Chronique

La sécurité des taxis : « priorité prioritaire » ?

Le maire Denis Coderre a fait vite dans le dossier de la sécurité des chauffeurs de taxi. Une promesse, suivie d’une consultation, d’une série de recommandations et d’une décision, le tout en quatre mois à peine.

Bravo.

Mais pourquoi un tel empressement, déjà ? Et pour régler quel problème, au juste ?

J’avoue que depuis l’élection de Denis Coderre, la fixation sur les taxis de ce dernier me laisse perplexe. C’est évidemment un enjeu d’importance, mais de là à l’élever au rang de « priorité prioritaire » ? En faire l’objet de l’un des premiers gestes « tangibles » de son mandat, comme il a dit ?
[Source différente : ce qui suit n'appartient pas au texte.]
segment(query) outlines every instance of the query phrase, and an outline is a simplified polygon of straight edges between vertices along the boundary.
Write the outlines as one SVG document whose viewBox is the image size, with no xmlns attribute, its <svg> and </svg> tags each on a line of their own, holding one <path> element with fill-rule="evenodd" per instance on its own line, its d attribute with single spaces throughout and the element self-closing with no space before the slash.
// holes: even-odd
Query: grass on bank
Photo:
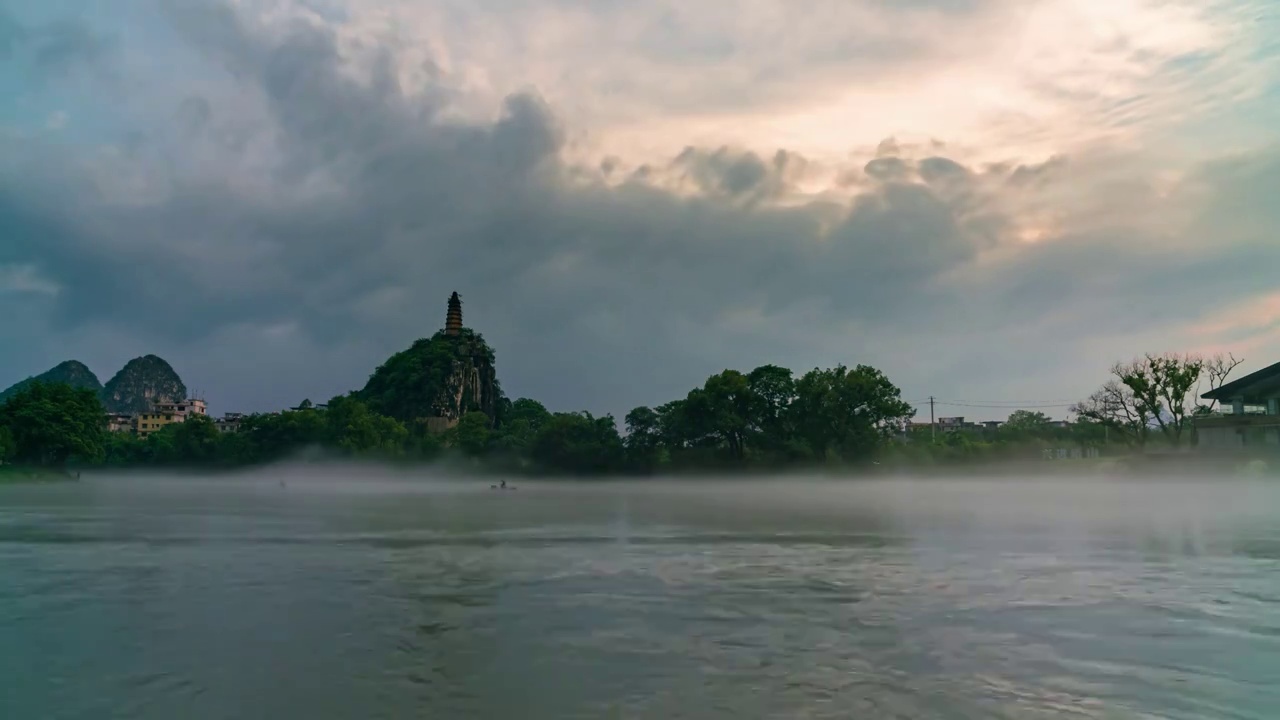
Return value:
<svg viewBox="0 0 1280 720">
<path fill-rule="evenodd" d="M 74 471 L 32 465 L 0 465 L 0 483 L 56 483 L 77 479 Z"/>
</svg>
J’en suis même venu à me demander si cela n’avait pas à voir avec certaines décisions récentes, comme la réduction du service de la navette 747 vers l’aéroport et le moratoire imposé aux voitures en libre-service, deux ennemis jurés des taxis.

Je trouve cela d’autant plus curieux que le maire a choisi d’aborder le sujet sous l’angle de la sécurité des chauffeurs, ce qui l’a amené à imposer des caméras dans toutes les voitures à la vitesse de l’éclair.

Or, il y a certes des améliorations à apporter rapidement à l’industrie du taxi, mais je ne suis pas sûr qu’elles concernent la sécurité des chauffeurs et des usagers…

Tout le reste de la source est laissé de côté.